Leslie Anthony has contributed to many of the leading ski, adventure and travel magazines in North America, as well as writing books about his experiences. But before his career as a writer, Anthony could be found trawling swamps, sifting through woodpiles, turning over rocks and peeling back layers of rot in search of snakes, salamanders, frogs and other wiggling things in search of unique, rare and sometimes dangerous specimens.
This Thursday (Dec. 12) at 7 p.m., Anthony — a doctor of zoology — will be giving a special slideshow presentation on his discovery of the shy, slug-eating sharp-tailed snake at the Whistler Public Library, hosted by the Whistler Naturalists Society as part of their annual general meeting.
Anthony wrote about his diverse experiences hunting reptiles and amphibians as a herpetologist in his book Snakebit: Confessions of a Herpetologist published in 2008, but it seems he could probably add a few chapters.
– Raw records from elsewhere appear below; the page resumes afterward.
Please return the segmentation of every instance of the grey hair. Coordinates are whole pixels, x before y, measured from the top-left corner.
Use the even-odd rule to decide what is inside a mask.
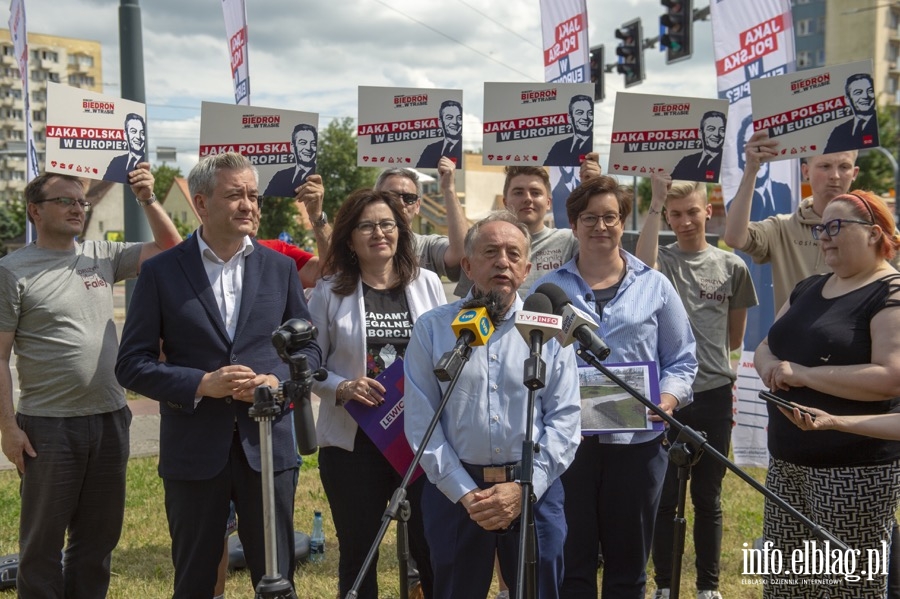
[[[375,181],[375,191],[384,191],[382,186],[388,177],[406,177],[416,184],[416,194],[422,195],[422,182],[419,181],[419,175],[416,174],[416,171],[408,168],[386,168],[381,171],[381,174],[378,175],[378,179]]]
[[[494,212],[491,212],[483,219],[469,227],[469,230],[466,232],[466,239],[464,244],[466,256],[471,258],[475,254],[475,243],[478,241],[478,235],[481,232],[481,228],[488,223],[496,222],[509,223],[522,232],[522,235],[525,236],[525,240],[528,242],[525,244],[525,260],[530,260],[531,233],[528,231],[528,227],[525,225],[525,223],[520,222],[519,219],[517,219],[515,215],[508,210],[496,210]]]
[[[198,194],[212,195],[213,189],[216,187],[219,171],[223,170],[252,171],[256,184],[259,185],[259,171],[256,170],[256,167],[253,166],[253,163],[246,156],[237,152],[213,154],[201,158],[200,162],[191,169],[187,179],[191,197],[196,197]]]

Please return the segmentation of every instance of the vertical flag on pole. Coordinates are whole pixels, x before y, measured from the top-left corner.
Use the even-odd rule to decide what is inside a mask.
[[[247,7],[244,0],[222,0],[225,35],[231,56],[234,103],[250,105],[250,61],[247,53]]]
[[[22,77],[22,104],[25,107],[25,178],[31,181],[38,176],[37,151],[34,148],[34,128],[31,125],[31,94],[28,92],[28,38],[25,27],[25,0],[12,0],[9,5],[9,33],[13,40],[13,51],[19,62]],[[26,222],[25,243],[34,241],[34,226]]]
[[[585,0],[540,0],[544,39],[544,80],[587,83],[591,80]],[[549,167],[556,226],[568,223],[566,198],[581,180],[578,167]]]
[[[710,3],[719,98],[729,101],[728,129],[722,157],[722,195],[734,197],[744,168],[744,144],[753,134],[750,79],[783,75],[794,70],[794,33],[790,0],[719,0]],[[764,164],[756,181],[752,221],[760,221],[797,205],[800,193],[796,160]],[[727,209],[727,205],[726,205]],[[738,412],[732,433],[735,461],[768,463],[765,402],[757,398],[762,382],[753,368],[753,351],[766,336],[775,312],[772,270],[738,253],[750,268],[759,306],[747,315],[744,351],[738,366]]]

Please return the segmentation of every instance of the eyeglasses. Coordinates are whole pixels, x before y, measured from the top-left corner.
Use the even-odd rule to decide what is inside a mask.
[[[363,235],[371,235],[375,232],[375,227],[381,229],[382,233],[391,233],[394,229],[397,228],[397,221],[394,220],[383,220],[377,223],[373,223],[372,221],[363,221],[356,225],[356,230],[362,233]]]
[[[620,214],[615,212],[610,212],[609,214],[604,214],[603,216],[597,216],[596,214],[579,214],[578,222],[580,222],[585,227],[592,229],[597,226],[597,221],[603,221],[603,224],[607,227],[615,227],[619,224],[619,221],[622,219]]]
[[[836,218],[834,220],[830,220],[827,223],[822,223],[821,225],[813,225],[812,228],[812,236],[813,239],[818,240],[822,233],[827,233],[828,237],[837,237],[837,234],[841,232],[841,226],[853,223],[855,225],[865,225],[867,227],[874,227],[875,223],[867,223],[864,220],[851,220],[849,218]]]
[[[404,204],[415,204],[419,201],[419,194],[417,193],[401,193],[399,191],[389,191],[389,194],[394,196],[395,198],[400,198]]]
[[[64,206],[66,208],[71,208],[75,204],[78,204],[85,212],[89,212],[92,206],[90,202],[79,200],[78,198],[46,198],[43,200],[32,202],[32,204],[43,204],[45,202],[55,202],[57,205]]]

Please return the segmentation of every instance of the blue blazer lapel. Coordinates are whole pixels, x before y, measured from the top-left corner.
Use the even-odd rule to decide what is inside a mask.
[[[241,311],[238,313],[237,326],[234,329],[234,338],[237,339],[247,319],[253,311],[253,304],[259,293],[260,278],[266,262],[265,252],[260,251],[260,246],[253,240],[253,251],[244,259],[244,280],[241,284]]]
[[[225,344],[231,346],[231,339],[228,338],[228,330],[225,328],[225,322],[222,320],[219,304],[216,303],[216,296],[209,285],[209,276],[207,276],[206,269],[203,267],[203,258],[200,257],[200,245],[197,243],[197,235],[199,234],[200,232],[197,230],[190,239],[182,244],[178,263],[184,271],[188,284],[194,290],[194,293],[200,300],[200,304],[209,315],[209,321],[213,324]]]

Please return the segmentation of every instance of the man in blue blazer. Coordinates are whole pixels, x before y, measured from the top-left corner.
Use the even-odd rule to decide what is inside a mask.
[[[272,332],[288,319],[309,319],[294,263],[250,238],[259,211],[253,165],[240,154],[210,156],[191,170],[188,186],[202,225],[144,263],[116,362],[122,386],[160,403],[176,599],[214,595],[229,500],[254,587],[265,574],[259,425],[248,409],[256,387],[289,376]],[[319,346],[303,352],[318,368]],[[277,566],[293,582],[290,414],[272,423],[272,445]]]

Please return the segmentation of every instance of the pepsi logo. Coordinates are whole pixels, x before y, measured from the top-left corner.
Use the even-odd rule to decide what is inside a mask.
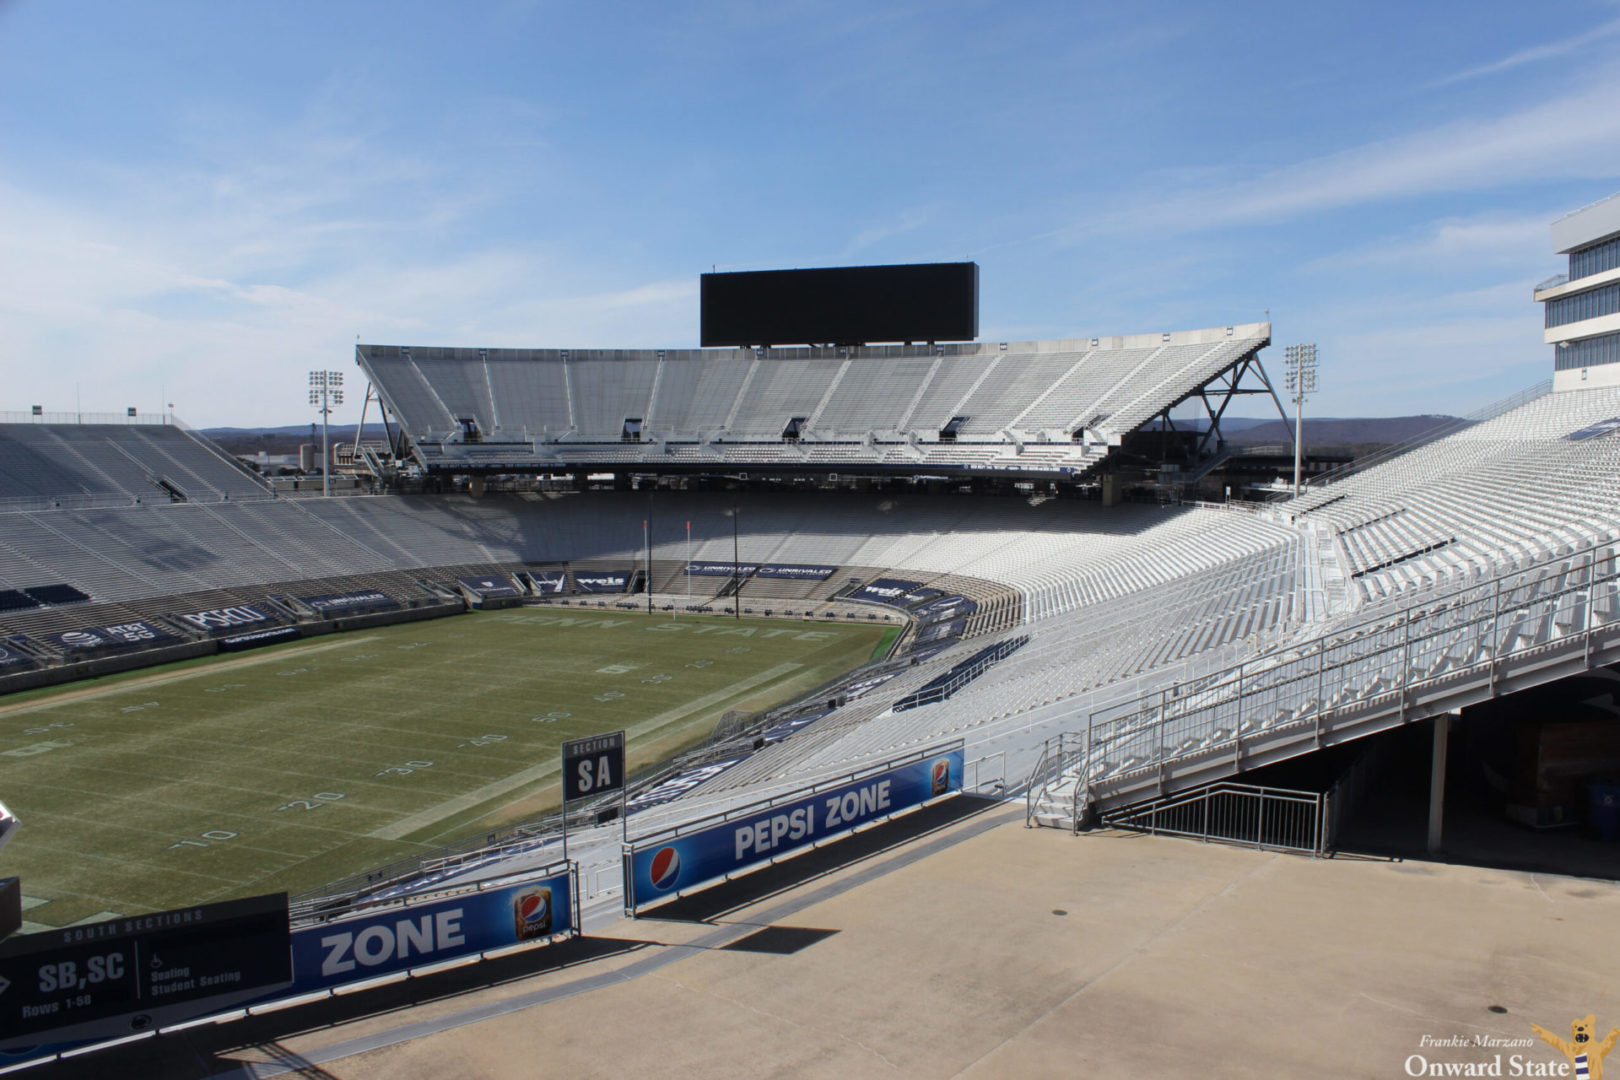
[[[681,853],[672,847],[660,848],[652,857],[647,876],[652,879],[653,888],[671,888],[675,879],[681,876]]]
[[[538,893],[530,893],[518,901],[517,915],[526,923],[544,922],[551,904],[549,897]]]

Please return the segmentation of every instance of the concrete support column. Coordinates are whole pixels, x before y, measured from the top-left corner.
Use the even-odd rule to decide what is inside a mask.
[[[1429,854],[1440,854],[1446,818],[1446,744],[1451,734],[1451,718],[1441,713],[1434,718],[1434,751],[1429,757]]]
[[[1102,504],[1104,506],[1119,505],[1119,477],[1109,473],[1102,478]]]

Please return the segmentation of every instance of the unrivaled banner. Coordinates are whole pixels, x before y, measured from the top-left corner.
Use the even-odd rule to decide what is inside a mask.
[[[695,562],[687,564],[693,577],[731,577],[752,574],[757,578],[782,578],[789,581],[826,581],[838,569],[836,566],[815,566],[808,563],[728,563]]]
[[[294,931],[297,995],[538,941],[574,929],[569,875]]]
[[[393,611],[399,601],[379,589],[364,592],[328,593],[322,596],[300,596],[298,599],[322,615],[342,615],[350,611]]]
[[[33,666],[34,662],[24,654],[9,646],[0,645],[0,670]]]
[[[625,853],[630,885],[625,907],[633,911],[669,899],[961,790],[962,750],[957,748],[674,839],[633,843]]]

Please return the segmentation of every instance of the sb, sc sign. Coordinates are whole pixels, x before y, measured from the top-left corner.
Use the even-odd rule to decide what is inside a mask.
[[[624,732],[610,731],[562,745],[563,799],[585,799],[624,787]]]

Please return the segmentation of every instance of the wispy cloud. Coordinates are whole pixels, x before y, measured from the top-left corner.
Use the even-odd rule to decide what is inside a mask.
[[[580,346],[696,336],[695,281],[599,288],[617,275],[543,244],[447,242],[466,209],[454,196],[396,197],[390,215],[360,216],[380,198],[373,185],[324,174],[302,190],[279,171],[230,168],[120,181],[94,202],[0,181],[0,409],[65,407],[75,383],[89,409],[156,408],[167,387],[193,423],[284,422],[301,373],[345,364],[357,333]]]
[[[927,210],[919,208],[906,210],[887,221],[869,225],[855,234],[854,239],[850,240],[849,245],[844,248],[844,254],[846,256],[853,255],[862,248],[869,248],[893,237],[915,232],[928,224],[929,217],[930,214]]]
[[[1527,269],[1546,258],[1550,250],[1547,223],[1557,216],[1557,211],[1549,208],[1524,216],[1490,214],[1476,218],[1442,218],[1429,222],[1416,233],[1324,255],[1307,264],[1306,269],[1396,267],[1431,275],[1458,266]]]
[[[1057,234],[1175,234],[1271,224],[1350,206],[1545,180],[1620,174],[1620,72],[1496,117],[1458,121],[1367,143],[1244,179],[1173,183]]]
[[[1604,38],[1613,37],[1615,34],[1620,34],[1620,19],[1603,23],[1586,31],[1584,34],[1576,34],[1574,37],[1567,37],[1562,41],[1550,41],[1545,45],[1532,45],[1528,49],[1520,49],[1518,52],[1510,53],[1500,60],[1464,68],[1462,71],[1436,79],[1429,86],[1431,88],[1450,86],[1453,83],[1466,82],[1469,79],[1478,79],[1487,75],[1496,75],[1503,71],[1511,71],[1526,64],[1553,60],[1560,56],[1567,56],[1572,52],[1578,52],[1594,41],[1602,41]]]

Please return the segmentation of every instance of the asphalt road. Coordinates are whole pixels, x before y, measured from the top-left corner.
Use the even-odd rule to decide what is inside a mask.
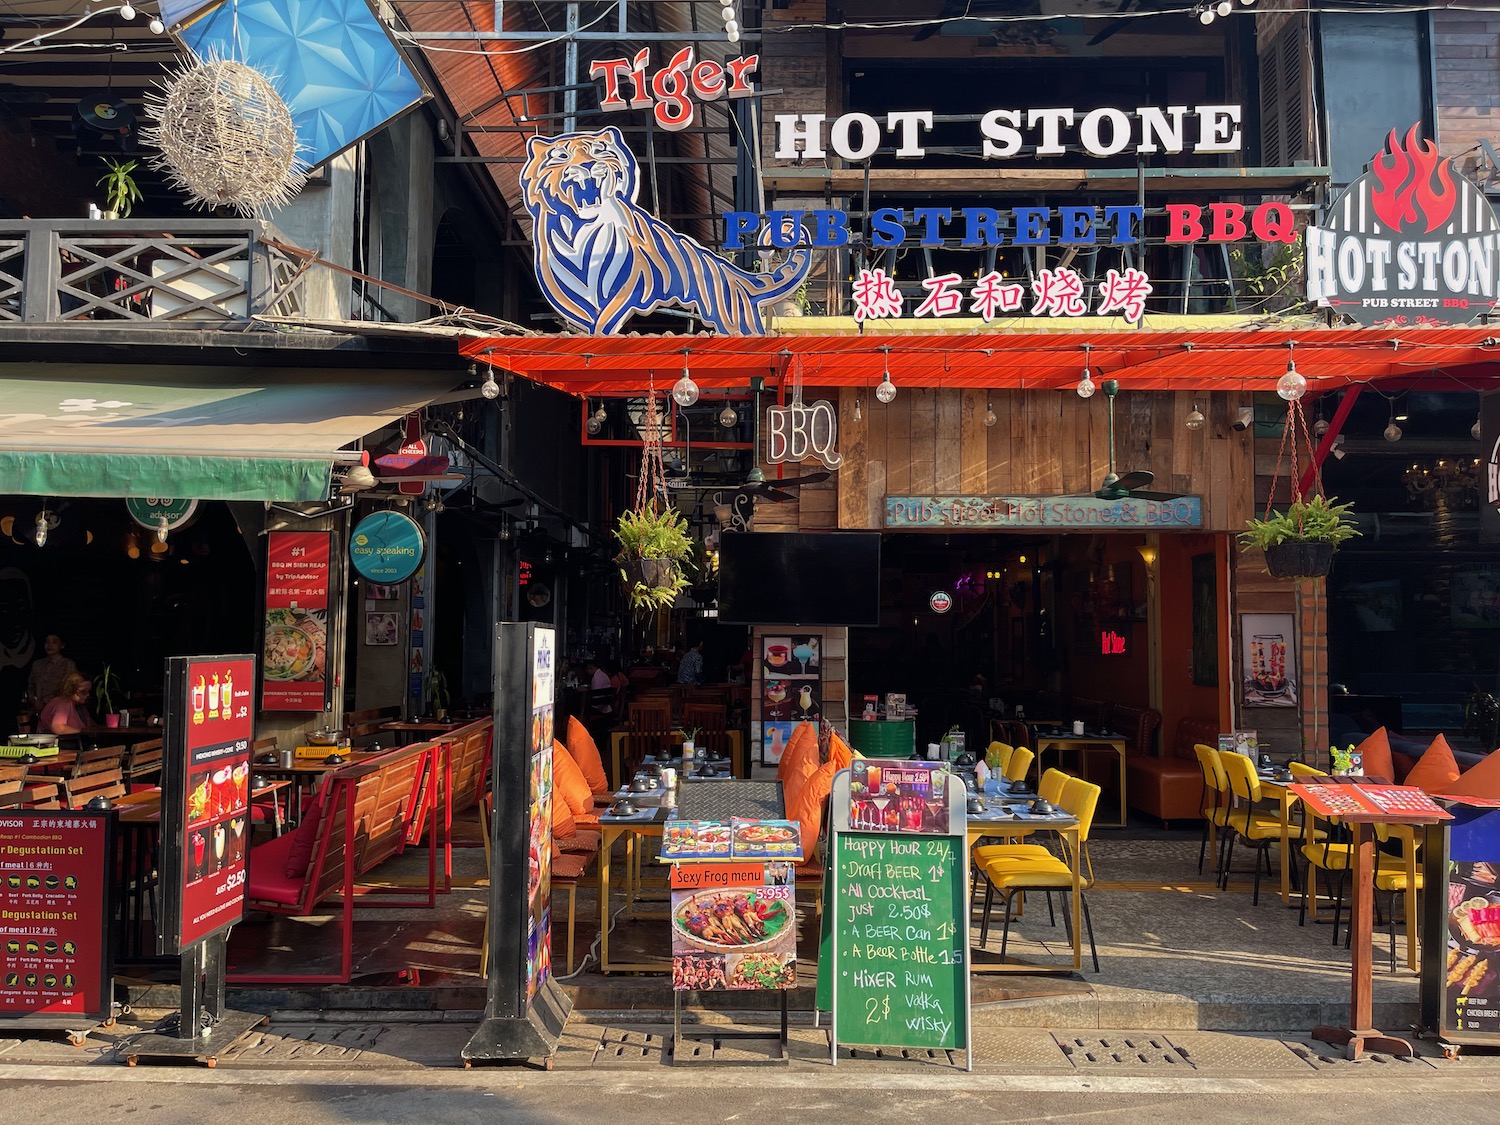
[[[54,1071],[54,1073],[57,1073]],[[76,1075],[76,1071],[74,1074]],[[303,1077],[307,1077],[305,1074]],[[954,1073],[818,1076],[750,1071],[653,1074],[450,1072],[420,1086],[347,1074],[297,1076],[185,1068],[91,1071],[89,1080],[0,1079],[0,1121],[17,1125],[921,1125],[958,1120],[1084,1125],[1392,1125],[1500,1121],[1500,1075],[1403,1083],[1362,1071],[1303,1079],[1041,1078]],[[427,1078],[428,1076],[424,1076]],[[363,1080],[362,1080],[363,1079]],[[404,1076],[403,1076],[404,1080]]]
In 2011, Anthony was peeling back the bark of rotting trees in the Pemberton area in search of specimens (herpetology is still his hobby and passion) when he discovered the sharp-tailed snake — a species listed as endangered with only one prior discovery on mainland British Columbia in 1964.
Its discovery has significant ramifications for development plans in the Pemberton Valley, given the rarity of the find and the snake's special status as a species at risk.
The presentation is called "Snakes and Ladders: Biodiversity and Development in the Pemberton Valley," and will include a look back at the last three years since the discovery, and the larger reptile and amphibian inventory that Anthony has undertaken.
Following the presentation, the Whistler Naturalists will host their annual general meeting, looking back on the year's highlights — including the 24-hour BioBlitz event, the Fungus Among Us mushroom festival, monthly birds walks, the Christmas bird count, the breeding bird survey, glacier monitoring, articles on local nature, and more. As well, the society will be hosting an election to the board, recruiting new members.